We also set the x and y axes to logarithmic scales using plt.xscale('log')
and plt.yscale('log')
. This ensures that the bin sizes are logarithmically spaced, which is appropriate for this type of data.
6. Hexbin Plots
An alternative to the rectangular bins of hist2d()
is the hexagonal binning provided by plt.hexbin()
. Hexagonal bins can provide a more aesthetically pleasing visualization and can be particularly useful for certain types of data.
Here’s an example of a hexbin plot:
import numpy as np
import matplotlib.pyplot as plt
# Generate random data
np.random.seed(42)
x = np.random.standard_cauchy(10000)
y = np.random.standard_cauchy(10000)
# Create the hexbin plot
plt.figure(figsize=(12, 10))
hb = plt.hexbin(x, y, gridsize=30, cmap='YlOrRd', extent=[-5, 5, -5, 5])
plt.colorbar(hb, label='Count')
plt.xlabel('X-axis - how2matplotlib.com')
plt.ylabel('Y-axis - how2matplotlib.com')
plt.title('Hexbin Plot - how2matplotlib.com')
plt.show()
# Print information about the hexbin plot
print("Number of hexagonal bins: {}".format(len(hb.get_array())))
print("Maximum count in a single bin: {}".format(hb.get_array().max()))
Output:
In this example, we use plt.hexbin()
to create a hexagonal bin plot.

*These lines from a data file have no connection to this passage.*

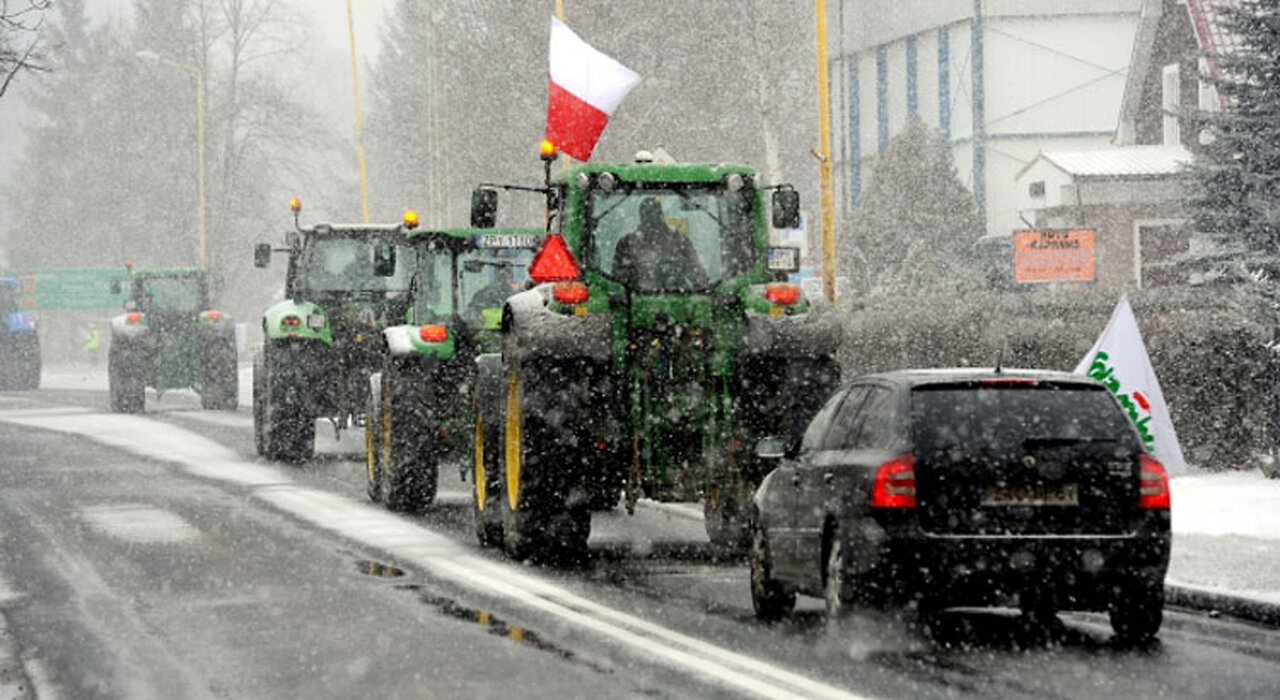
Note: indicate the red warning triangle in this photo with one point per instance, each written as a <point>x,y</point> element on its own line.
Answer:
<point>553,262</point>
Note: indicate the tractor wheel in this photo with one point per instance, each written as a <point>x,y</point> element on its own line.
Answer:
<point>487,481</point>
<point>219,385</point>
<point>124,379</point>
<point>282,421</point>
<point>373,443</point>
<point>408,453</point>
<point>542,520</point>
<point>769,598</point>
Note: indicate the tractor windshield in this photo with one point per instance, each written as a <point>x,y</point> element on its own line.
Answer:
<point>671,238</point>
<point>174,293</point>
<point>485,278</point>
<point>343,264</point>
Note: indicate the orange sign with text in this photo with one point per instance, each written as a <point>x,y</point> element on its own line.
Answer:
<point>1054,255</point>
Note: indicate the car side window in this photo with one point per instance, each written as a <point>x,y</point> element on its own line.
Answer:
<point>844,426</point>
<point>877,420</point>
<point>819,424</point>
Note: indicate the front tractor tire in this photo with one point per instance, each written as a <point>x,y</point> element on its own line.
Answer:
<point>126,380</point>
<point>219,384</point>
<point>548,516</point>
<point>408,460</point>
<point>283,426</point>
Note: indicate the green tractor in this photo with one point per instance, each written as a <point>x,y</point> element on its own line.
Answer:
<point>419,412</point>
<point>343,286</point>
<point>170,337</point>
<point>659,344</point>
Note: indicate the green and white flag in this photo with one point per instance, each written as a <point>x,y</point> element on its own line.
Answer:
<point>1119,360</point>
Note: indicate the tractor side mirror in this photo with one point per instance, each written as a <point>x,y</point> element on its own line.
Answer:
<point>384,260</point>
<point>484,207</point>
<point>786,209</point>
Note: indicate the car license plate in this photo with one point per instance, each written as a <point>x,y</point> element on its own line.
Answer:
<point>1032,494</point>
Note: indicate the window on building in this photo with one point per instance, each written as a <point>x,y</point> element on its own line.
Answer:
<point>1170,103</point>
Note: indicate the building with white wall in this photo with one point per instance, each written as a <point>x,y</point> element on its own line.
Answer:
<point>1002,79</point>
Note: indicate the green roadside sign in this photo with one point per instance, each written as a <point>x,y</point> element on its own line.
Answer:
<point>69,289</point>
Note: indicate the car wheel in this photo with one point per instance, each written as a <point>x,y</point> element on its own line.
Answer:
<point>1137,611</point>
<point>836,589</point>
<point>769,598</point>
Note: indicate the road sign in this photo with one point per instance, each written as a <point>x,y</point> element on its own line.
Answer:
<point>1054,255</point>
<point>85,288</point>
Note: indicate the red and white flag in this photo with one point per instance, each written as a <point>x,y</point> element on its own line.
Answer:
<point>585,87</point>
<point>1119,360</point>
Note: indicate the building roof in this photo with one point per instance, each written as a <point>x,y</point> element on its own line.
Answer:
<point>1128,161</point>
<point>1212,37</point>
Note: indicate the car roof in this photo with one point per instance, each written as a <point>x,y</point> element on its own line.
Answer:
<point>965,375</point>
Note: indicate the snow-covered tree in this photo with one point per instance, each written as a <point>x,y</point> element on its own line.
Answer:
<point>1237,198</point>
<point>917,228</point>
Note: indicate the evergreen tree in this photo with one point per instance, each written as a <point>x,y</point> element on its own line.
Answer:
<point>1237,198</point>
<point>917,228</point>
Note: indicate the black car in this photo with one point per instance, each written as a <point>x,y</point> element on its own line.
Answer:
<point>976,488</point>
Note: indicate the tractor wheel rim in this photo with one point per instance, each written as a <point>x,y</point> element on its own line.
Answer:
<point>478,451</point>
<point>513,440</point>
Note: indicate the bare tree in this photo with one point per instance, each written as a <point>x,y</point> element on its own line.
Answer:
<point>19,36</point>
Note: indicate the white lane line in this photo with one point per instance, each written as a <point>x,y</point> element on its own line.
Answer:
<point>434,552</point>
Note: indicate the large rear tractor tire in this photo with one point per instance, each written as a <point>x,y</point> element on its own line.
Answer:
<point>283,425</point>
<point>126,381</point>
<point>408,452</point>
<point>219,384</point>
<point>547,516</point>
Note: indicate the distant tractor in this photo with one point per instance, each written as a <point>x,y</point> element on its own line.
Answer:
<point>19,342</point>
<point>420,407</point>
<point>170,337</point>
<point>661,343</point>
<point>343,286</point>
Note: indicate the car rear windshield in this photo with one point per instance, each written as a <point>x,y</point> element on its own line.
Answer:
<point>1008,417</point>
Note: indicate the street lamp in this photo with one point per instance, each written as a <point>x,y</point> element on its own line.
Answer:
<point>152,58</point>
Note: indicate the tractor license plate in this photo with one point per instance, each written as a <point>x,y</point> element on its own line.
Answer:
<point>1032,494</point>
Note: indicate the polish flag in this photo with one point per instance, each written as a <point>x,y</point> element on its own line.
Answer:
<point>585,87</point>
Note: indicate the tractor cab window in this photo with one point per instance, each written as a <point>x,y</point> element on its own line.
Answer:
<point>663,239</point>
<point>347,265</point>
<point>170,294</point>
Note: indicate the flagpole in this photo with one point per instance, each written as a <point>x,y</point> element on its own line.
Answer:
<point>565,159</point>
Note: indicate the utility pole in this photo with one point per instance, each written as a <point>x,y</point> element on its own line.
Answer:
<point>827,200</point>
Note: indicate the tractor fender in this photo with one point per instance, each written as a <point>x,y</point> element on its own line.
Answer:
<point>540,332</point>
<point>817,333</point>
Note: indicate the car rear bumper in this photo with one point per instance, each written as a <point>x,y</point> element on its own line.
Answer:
<point>1080,572</point>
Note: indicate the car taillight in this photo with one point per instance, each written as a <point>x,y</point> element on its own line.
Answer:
<point>433,333</point>
<point>895,483</point>
<point>782,293</point>
<point>570,292</point>
<point>1152,484</point>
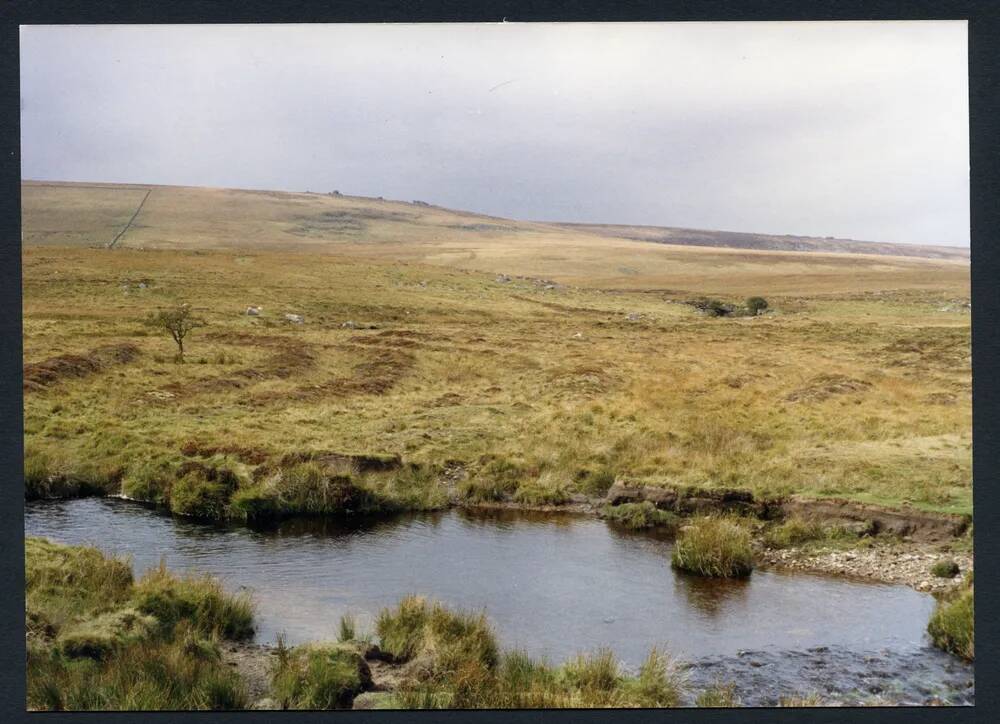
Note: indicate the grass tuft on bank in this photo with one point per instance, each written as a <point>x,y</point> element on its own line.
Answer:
<point>714,547</point>
<point>952,625</point>
<point>96,641</point>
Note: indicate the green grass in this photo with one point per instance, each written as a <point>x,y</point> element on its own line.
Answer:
<point>952,626</point>
<point>318,676</point>
<point>525,401</point>
<point>945,568</point>
<point>459,665</point>
<point>639,516</point>
<point>96,641</point>
<point>715,547</point>
<point>173,599</point>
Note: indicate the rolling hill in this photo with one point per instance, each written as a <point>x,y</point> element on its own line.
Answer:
<point>607,257</point>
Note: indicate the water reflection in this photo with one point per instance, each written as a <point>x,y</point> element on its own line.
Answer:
<point>556,585</point>
<point>713,596</point>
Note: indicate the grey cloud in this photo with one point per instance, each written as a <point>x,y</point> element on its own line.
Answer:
<point>849,129</point>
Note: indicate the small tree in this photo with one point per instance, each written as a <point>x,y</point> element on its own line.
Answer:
<point>756,305</point>
<point>177,322</point>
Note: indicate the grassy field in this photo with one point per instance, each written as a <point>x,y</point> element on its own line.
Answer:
<point>855,384</point>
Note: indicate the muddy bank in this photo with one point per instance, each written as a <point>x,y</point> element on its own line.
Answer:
<point>834,676</point>
<point>888,562</point>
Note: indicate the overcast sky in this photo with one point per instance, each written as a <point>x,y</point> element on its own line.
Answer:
<point>857,130</point>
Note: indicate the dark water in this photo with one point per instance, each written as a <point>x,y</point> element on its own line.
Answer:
<point>555,586</point>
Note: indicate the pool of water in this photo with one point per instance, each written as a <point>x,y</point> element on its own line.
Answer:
<point>553,585</point>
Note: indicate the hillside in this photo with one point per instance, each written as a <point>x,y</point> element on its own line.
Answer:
<point>174,217</point>
<point>771,242</point>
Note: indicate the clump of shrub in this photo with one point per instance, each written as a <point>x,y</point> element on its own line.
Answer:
<point>453,638</point>
<point>412,487</point>
<point>718,695</point>
<point>945,569</point>
<point>952,626</point>
<point>756,305</point>
<point>202,492</point>
<point>63,583</point>
<point>98,637</point>
<point>202,601</point>
<point>595,483</point>
<point>713,546</point>
<point>46,477</point>
<point>455,663</point>
<point>150,482</point>
<point>306,489</point>
<point>793,532</point>
<point>639,516</point>
<point>496,479</point>
<point>318,676</point>
<point>546,490</point>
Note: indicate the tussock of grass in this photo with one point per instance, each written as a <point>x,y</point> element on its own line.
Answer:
<point>595,483</point>
<point>318,676</point>
<point>94,643</point>
<point>203,493</point>
<point>98,637</point>
<point>718,695</point>
<point>200,600</point>
<point>456,664</point>
<point>639,516</point>
<point>946,568</point>
<point>417,627</point>
<point>714,547</point>
<point>496,479</point>
<point>64,583</point>
<point>794,532</point>
<point>546,490</point>
<point>952,626</point>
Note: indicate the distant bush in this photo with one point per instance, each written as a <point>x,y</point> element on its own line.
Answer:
<point>714,547</point>
<point>637,516</point>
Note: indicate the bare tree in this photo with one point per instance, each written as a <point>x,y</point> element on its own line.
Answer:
<point>178,322</point>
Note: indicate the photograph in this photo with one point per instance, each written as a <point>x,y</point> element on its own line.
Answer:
<point>496,365</point>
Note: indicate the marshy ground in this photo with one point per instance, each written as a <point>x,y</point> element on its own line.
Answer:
<point>408,358</point>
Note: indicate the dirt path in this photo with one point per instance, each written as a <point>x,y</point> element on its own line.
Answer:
<point>111,244</point>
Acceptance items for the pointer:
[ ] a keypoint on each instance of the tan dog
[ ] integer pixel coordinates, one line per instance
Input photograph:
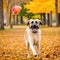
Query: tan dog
(32, 36)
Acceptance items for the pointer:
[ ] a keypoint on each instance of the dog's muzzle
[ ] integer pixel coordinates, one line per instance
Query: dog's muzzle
(34, 28)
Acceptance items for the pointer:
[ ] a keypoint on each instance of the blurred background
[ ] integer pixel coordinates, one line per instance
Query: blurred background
(46, 10)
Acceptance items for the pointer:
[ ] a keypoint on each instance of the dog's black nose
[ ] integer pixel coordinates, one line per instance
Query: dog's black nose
(35, 55)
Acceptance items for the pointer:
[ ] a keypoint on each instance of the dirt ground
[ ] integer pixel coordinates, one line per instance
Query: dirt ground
(12, 45)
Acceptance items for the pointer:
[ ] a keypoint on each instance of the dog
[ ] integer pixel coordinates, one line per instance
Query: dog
(32, 36)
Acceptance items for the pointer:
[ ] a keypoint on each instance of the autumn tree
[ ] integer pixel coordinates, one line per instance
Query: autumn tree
(1, 15)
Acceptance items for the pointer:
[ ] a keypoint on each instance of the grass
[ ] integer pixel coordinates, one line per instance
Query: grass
(12, 45)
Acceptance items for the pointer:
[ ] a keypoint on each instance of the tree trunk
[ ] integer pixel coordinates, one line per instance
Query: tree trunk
(56, 7)
(41, 16)
(10, 22)
(44, 19)
(46, 15)
(50, 18)
(21, 20)
(14, 19)
(17, 19)
(1, 15)
(59, 18)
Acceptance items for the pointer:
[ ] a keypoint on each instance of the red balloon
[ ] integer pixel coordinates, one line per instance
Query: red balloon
(16, 9)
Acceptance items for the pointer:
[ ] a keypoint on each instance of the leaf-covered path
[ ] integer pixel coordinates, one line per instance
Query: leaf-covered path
(12, 45)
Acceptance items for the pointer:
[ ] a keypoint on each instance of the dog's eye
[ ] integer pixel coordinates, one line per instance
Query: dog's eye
(36, 22)
(32, 22)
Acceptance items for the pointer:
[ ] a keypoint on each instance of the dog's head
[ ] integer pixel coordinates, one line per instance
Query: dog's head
(34, 24)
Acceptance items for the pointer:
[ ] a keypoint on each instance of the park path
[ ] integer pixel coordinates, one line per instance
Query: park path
(12, 45)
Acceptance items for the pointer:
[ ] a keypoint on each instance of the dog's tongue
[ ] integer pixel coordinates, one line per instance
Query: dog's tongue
(34, 30)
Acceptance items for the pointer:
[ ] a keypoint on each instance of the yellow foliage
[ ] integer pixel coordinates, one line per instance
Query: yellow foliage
(12, 45)
(42, 6)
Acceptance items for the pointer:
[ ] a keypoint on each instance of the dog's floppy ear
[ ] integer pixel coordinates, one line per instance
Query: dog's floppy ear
(40, 22)
(27, 23)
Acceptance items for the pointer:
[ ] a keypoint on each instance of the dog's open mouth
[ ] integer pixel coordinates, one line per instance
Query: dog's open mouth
(34, 30)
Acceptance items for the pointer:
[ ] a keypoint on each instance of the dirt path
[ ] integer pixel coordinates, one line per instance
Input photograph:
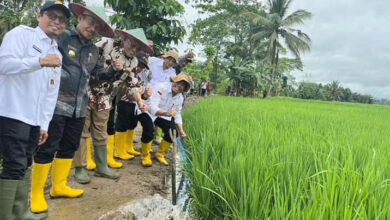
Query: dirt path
(103, 195)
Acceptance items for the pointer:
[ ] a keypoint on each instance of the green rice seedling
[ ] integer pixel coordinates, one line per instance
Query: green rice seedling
(284, 158)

The gridsize
parameter determines the number of hexagons along each axis. We use the extent
parameter to set the limits of the plot, as the Cauchy distribution can produce extreme outliers.
Hexbin plots are particularly useful for large datasets, as they can provide a clearer visualization of the data density compared to scatter plots or regular 2D histograms.
7. Contour Plots
Another way to visualize 2D histogram data is through contour plots. Contour plots show lines of constant density, which can be useful for identifying clusters or patterns in the data.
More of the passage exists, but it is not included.